Bedtime procrastination becomes revenge bedtime procrastination when the decision to delay sleep is in response to a lack of free time earlier in the day. Staying up late and carving out some leisure time even if we feel tired and need sleep becomes a way of getting revenge on daytime hours with little free time.
The impact of bedtime procrastination
Sleep loss is increasingly common due to the pressures of modern life. Researchers from the University of Turku in Finland argue that “working hours are constantly increasing along with an emphasis on active leisure. (…) Furthermore, people tend to stretch their capacity and compromise their nightly sleep, thus becoming chronically sleep deprived.”
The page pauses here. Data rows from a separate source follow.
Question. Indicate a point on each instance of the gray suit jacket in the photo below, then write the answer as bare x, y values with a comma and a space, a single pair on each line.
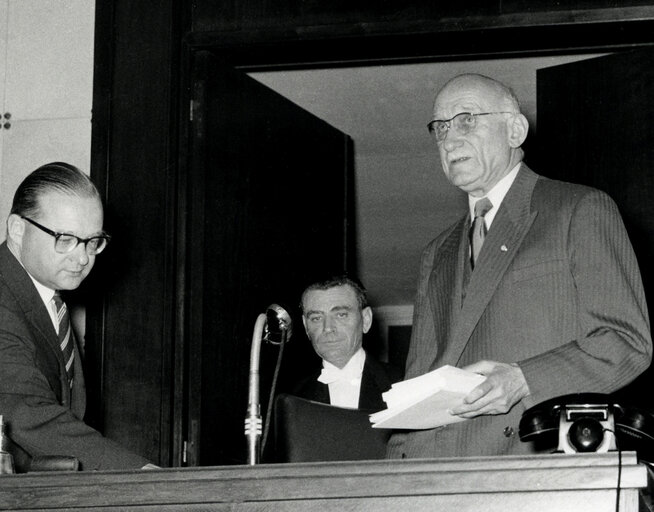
44, 415
556, 289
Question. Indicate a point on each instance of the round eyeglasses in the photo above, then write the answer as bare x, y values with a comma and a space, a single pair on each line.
65, 242
463, 123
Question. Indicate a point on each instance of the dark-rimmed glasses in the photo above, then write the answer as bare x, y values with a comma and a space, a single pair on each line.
464, 123
65, 242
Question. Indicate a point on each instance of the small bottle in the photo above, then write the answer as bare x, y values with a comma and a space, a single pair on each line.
6, 460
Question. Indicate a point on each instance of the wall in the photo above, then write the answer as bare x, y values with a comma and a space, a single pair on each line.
46, 85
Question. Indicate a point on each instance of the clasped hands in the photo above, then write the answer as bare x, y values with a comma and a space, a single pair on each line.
505, 386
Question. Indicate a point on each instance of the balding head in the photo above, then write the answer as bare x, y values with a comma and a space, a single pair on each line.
478, 151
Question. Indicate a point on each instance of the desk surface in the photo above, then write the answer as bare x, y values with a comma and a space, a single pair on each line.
547, 482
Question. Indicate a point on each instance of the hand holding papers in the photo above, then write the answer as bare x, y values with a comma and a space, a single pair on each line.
423, 402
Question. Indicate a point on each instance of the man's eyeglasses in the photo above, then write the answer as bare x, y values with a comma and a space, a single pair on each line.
65, 243
464, 123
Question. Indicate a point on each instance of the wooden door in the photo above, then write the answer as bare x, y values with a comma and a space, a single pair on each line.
269, 206
596, 126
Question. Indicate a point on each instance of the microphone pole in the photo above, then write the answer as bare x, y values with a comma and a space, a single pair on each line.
253, 419
277, 324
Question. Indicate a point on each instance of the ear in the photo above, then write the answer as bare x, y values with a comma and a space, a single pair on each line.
518, 128
366, 313
15, 229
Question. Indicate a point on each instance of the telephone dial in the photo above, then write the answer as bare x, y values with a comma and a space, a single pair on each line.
589, 422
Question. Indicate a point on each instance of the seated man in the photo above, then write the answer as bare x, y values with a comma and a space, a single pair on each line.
54, 233
335, 315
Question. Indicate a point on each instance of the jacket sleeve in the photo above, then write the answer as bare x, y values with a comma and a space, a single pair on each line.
35, 419
614, 345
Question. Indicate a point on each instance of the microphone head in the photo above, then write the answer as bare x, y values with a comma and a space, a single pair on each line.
279, 325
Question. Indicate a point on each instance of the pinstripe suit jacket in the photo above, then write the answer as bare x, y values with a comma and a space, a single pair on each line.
44, 414
556, 289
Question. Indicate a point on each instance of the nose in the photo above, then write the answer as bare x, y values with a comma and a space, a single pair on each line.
452, 140
80, 254
329, 324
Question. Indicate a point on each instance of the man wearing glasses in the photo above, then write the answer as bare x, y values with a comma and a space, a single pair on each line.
537, 287
54, 233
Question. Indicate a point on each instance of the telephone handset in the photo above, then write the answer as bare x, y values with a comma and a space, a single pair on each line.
589, 422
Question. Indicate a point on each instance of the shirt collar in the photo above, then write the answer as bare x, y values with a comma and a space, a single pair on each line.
496, 195
46, 293
354, 366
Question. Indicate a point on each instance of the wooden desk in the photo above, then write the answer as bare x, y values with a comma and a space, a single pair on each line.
533, 483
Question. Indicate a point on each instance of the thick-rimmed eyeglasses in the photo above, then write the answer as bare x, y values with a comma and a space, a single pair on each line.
65, 242
463, 123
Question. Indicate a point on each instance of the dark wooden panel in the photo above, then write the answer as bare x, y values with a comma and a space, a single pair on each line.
129, 335
582, 482
271, 209
595, 127
235, 14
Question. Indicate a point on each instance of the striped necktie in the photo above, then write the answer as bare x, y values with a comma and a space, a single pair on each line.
478, 231
65, 335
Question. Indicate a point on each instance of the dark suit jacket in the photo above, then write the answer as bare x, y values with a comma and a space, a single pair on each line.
556, 289
43, 414
377, 378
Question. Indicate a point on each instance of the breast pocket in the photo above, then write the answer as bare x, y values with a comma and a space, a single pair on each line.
538, 270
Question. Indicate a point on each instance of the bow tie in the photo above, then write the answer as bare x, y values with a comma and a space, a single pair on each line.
333, 374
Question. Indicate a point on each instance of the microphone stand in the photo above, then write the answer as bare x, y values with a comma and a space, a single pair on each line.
253, 419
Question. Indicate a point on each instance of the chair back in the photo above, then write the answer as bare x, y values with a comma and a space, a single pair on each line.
307, 431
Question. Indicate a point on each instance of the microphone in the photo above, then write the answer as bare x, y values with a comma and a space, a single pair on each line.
275, 326
279, 325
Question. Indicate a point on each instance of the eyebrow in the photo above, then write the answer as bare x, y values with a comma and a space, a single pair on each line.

Many people think our bodies can adapt to fewer hours of sleep, but this is a misconception. The National Heart, Lung, and Blood Institute in the United Kingdom explains that “a common myth is that people can learn to get by on little sleep with no negative effects. However, research shows that getting enough quality sleep at the right times is vital for mental health, physical health, quality of life, and safety.”
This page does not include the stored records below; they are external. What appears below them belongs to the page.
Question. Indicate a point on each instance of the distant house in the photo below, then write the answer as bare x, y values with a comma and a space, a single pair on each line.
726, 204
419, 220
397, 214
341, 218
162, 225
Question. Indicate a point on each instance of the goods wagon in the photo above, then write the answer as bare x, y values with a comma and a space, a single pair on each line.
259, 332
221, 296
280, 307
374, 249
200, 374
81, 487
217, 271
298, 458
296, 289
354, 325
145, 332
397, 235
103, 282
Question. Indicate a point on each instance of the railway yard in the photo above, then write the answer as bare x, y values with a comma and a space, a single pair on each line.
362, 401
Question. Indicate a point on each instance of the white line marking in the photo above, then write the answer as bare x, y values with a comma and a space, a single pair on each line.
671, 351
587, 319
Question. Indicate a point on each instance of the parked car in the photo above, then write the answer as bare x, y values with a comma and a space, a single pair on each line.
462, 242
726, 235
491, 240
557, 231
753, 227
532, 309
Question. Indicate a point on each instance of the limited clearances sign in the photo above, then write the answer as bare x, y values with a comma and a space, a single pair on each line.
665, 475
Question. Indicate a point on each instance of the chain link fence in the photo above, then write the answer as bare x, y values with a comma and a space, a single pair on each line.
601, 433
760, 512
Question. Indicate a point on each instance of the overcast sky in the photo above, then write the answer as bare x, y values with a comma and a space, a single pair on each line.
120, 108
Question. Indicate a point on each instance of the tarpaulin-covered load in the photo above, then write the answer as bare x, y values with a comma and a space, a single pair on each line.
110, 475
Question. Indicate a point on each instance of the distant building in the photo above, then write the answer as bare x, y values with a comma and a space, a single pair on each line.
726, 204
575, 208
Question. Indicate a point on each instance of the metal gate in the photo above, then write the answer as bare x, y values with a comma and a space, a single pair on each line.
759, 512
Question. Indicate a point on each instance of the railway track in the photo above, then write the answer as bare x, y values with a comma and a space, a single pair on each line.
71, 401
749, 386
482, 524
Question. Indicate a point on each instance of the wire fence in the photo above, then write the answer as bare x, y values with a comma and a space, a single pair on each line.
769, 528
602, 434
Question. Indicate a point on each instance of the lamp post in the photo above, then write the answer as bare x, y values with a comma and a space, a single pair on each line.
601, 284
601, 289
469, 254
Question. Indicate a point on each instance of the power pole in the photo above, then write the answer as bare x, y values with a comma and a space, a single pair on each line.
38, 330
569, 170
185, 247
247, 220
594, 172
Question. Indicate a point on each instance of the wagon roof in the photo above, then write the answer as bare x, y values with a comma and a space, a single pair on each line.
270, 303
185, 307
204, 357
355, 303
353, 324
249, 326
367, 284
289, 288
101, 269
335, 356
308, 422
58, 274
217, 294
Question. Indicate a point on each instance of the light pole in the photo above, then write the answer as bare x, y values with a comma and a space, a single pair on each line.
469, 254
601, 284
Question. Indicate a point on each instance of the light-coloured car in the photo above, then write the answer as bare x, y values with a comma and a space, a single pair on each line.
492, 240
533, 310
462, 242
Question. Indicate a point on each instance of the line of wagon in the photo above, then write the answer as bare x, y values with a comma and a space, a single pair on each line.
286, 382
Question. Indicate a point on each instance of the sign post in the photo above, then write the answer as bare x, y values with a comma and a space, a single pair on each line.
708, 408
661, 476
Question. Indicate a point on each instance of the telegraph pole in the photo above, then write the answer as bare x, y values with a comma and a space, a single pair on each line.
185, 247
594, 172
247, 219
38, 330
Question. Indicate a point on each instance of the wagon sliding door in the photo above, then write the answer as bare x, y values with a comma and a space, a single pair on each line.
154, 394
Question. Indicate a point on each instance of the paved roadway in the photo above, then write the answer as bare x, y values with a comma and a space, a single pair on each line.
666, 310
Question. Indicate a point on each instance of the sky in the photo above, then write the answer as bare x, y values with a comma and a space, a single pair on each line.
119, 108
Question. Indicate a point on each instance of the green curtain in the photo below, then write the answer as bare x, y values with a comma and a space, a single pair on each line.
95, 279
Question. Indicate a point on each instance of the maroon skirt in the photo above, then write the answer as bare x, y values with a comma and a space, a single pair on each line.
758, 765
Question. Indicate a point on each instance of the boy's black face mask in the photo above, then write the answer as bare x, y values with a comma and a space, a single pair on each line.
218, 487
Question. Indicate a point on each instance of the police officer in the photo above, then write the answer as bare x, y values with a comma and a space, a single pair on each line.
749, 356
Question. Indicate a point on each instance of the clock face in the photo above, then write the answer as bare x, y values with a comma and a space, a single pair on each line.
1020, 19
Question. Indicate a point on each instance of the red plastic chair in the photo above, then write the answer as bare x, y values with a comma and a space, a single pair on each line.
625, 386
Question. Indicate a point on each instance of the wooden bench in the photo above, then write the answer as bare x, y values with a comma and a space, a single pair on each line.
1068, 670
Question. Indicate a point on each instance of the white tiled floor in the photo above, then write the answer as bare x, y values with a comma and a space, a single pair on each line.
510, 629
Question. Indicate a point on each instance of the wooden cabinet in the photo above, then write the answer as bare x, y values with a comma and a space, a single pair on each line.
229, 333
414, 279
Bedtime procrastination, revenge bedtime procrastination, and while-in-bed procrastination can all lead to sleep deprivation. Your body won’t be able to properly recharge, leading to irritability, degraded decision-making, thinking, and memory, reduced impulse control, as well as many potential health issues, including metabolic disorders and cardiovascular problems. These are not effects to take lightly. So how can you avoid inflicting these to yourself?
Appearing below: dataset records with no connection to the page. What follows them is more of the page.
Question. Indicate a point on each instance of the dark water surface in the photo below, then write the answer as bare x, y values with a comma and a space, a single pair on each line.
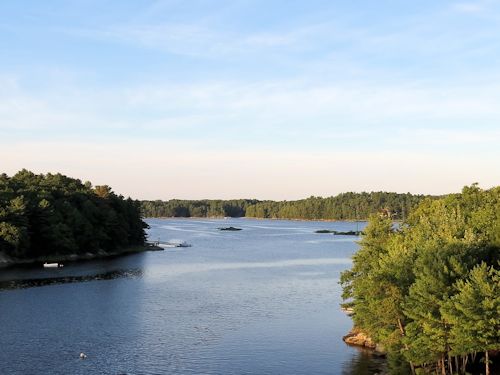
264, 300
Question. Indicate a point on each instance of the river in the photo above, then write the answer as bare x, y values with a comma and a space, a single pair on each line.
263, 300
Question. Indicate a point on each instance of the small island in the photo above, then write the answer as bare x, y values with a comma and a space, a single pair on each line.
54, 218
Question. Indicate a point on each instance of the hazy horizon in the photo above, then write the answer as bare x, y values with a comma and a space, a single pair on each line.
236, 99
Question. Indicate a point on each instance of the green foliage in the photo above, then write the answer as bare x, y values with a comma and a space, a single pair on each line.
44, 215
348, 206
430, 289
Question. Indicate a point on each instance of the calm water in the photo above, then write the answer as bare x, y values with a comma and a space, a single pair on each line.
264, 300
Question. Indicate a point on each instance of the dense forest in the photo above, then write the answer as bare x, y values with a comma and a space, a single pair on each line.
346, 206
48, 215
429, 290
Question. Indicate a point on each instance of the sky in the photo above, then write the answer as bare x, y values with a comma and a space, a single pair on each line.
279, 99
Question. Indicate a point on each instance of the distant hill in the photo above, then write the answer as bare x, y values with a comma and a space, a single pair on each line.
345, 206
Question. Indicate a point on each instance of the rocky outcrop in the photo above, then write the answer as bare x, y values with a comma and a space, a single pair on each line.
358, 338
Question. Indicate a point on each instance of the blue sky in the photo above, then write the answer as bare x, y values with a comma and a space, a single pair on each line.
265, 99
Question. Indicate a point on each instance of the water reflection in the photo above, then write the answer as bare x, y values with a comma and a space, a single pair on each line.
29, 283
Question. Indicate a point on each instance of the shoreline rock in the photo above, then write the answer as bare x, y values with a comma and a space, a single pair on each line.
357, 337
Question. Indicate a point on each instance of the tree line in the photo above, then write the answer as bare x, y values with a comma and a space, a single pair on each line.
52, 214
429, 290
346, 206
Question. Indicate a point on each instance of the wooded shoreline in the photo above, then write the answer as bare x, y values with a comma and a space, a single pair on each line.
6, 261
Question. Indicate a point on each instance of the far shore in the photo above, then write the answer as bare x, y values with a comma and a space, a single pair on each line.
6, 261
256, 218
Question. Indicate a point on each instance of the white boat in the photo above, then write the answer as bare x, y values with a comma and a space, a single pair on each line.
52, 265
174, 244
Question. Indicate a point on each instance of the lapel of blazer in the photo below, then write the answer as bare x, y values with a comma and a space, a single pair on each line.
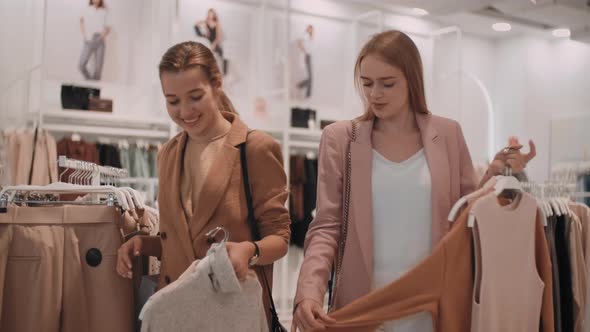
174, 170
361, 191
219, 176
438, 163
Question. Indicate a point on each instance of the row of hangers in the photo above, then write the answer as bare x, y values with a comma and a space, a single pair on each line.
569, 172
552, 198
505, 184
88, 178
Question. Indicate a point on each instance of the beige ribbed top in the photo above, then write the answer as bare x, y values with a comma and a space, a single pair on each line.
198, 158
508, 290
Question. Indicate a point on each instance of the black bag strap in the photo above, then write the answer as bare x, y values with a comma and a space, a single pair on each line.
252, 222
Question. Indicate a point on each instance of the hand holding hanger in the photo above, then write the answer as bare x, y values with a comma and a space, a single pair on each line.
239, 254
513, 157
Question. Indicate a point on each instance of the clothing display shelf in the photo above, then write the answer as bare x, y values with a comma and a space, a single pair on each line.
98, 173
88, 177
105, 124
570, 171
292, 141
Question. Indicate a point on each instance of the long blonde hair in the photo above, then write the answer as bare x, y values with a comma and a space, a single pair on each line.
190, 54
397, 49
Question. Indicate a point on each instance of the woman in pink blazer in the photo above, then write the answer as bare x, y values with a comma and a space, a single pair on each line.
395, 133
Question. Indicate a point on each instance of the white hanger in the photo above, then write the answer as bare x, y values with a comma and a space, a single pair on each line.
68, 188
506, 183
455, 209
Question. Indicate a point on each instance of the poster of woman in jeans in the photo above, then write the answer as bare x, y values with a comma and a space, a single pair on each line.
94, 31
305, 45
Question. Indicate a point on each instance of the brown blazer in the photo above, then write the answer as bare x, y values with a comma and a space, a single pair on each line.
222, 200
452, 175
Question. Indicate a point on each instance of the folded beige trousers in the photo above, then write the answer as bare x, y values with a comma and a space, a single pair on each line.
57, 270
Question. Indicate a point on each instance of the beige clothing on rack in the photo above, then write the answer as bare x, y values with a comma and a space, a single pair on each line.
45, 162
20, 154
198, 159
583, 214
578, 274
441, 285
57, 270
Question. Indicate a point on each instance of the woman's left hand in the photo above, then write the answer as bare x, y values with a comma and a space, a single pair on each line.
513, 157
239, 254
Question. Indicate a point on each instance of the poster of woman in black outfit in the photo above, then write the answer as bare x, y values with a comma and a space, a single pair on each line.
210, 28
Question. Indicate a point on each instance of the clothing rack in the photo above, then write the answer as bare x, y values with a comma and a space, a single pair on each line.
570, 171
554, 189
98, 172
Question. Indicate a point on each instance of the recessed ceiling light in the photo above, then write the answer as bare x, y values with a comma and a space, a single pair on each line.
501, 26
419, 12
563, 32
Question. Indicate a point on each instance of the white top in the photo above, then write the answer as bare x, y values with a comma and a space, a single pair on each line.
95, 20
402, 219
207, 297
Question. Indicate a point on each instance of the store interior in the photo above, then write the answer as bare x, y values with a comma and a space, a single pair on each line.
500, 68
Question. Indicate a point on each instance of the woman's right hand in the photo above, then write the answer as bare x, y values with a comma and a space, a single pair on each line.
310, 316
125, 255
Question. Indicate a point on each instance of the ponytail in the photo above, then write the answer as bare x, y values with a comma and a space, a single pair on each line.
226, 104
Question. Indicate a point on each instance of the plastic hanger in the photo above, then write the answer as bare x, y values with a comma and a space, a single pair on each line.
68, 188
455, 209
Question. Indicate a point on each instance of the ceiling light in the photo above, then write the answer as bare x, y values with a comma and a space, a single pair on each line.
563, 32
419, 12
502, 27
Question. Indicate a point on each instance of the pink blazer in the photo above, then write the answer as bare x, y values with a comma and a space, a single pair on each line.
452, 176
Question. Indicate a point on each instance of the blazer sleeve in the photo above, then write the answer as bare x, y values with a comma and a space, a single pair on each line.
268, 183
321, 240
467, 172
543, 262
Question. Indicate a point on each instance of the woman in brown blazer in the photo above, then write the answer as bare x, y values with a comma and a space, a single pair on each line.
200, 180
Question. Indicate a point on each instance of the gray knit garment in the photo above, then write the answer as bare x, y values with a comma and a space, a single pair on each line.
207, 297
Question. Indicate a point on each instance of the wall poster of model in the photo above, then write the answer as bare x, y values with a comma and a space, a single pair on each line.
227, 28
94, 29
96, 41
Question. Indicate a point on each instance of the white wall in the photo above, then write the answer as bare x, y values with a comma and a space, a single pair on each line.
536, 81
21, 35
478, 69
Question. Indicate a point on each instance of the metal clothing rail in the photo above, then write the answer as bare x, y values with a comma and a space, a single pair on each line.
97, 172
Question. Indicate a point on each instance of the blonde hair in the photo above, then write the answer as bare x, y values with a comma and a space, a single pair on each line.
396, 49
188, 55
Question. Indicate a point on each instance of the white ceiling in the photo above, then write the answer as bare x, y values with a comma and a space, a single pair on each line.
477, 16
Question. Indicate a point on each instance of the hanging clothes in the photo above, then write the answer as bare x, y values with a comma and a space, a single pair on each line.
207, 297
57, 270
551, 244
565, 280
108, 155
5, 163
32, 157
442, 285
302, 200
79, 150
582, 211
510, 296
578, 271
How to cope with revenge bedtime procrastination
The more stressed and pressured you feel during the day, the more likely you are to engage in revenge bedtime procrastination. While managing your stress and the external pressures of life may be challenging at times, there are some simple principles you can apply to ensure you are getting enough sleep.
- Stick to a routine. It may not always be possible, but keeping a consistent bedtime and wake-up time — including on non-working days — can help avoid revenge bedtime procrastination. Instead of just using an alarm to wake up, you could also set an alarm to go to bed. Some people also like to put their sleeping time in their calendar, just like any other important task.
- Consider your metabolism. Avoid drinking coffee or alcohol late in the day. If you can, grab an early dinner, and if you can’t, try to stick to a light meal so you don’t overwhelm your digestive system before going to bed. Weekly meal preparation, where you batch cook your dinners during the weekend, can also be a great way to use eating as an excuse for revenge bedtime procrastination.
- Ease into your bedtime. Instead of screen-based activities such as watching videos or scrolling on social media, which are additive, numbing, and tiring for the eyes, try to relax your body and your mind before going to bed. Meditation and journaling are great activities to practice mindfulness and to switch off before sleep. You will feel calmer and ready for a good night of rest. You can also read a few pages of a book while in bed.
Don’t beat yourself up if you did fall prey to revenge bedtime procrastination the previous night and went to bed later than you intended. Apply some basic self-care strategy to help your body cope with the extra stress: drink lots of water, go for a walk, eat healthy, and, if you have time, try to take a short nap. In the evening, go to bed early. Don’t try to power through your days with caffeine and high-calorie foods. Just be extra kind to your body.
Revenge bedtime procrastination is harmful to your physical and mental health. Staying up a bit later to carve out some leisure time may feel good in the short-term, but will lead to some pretty worrisome negative effects in the long-term. It’s okay if we slip from time to time, but breaking this pernicious habit will result in a healthier, more balanced life.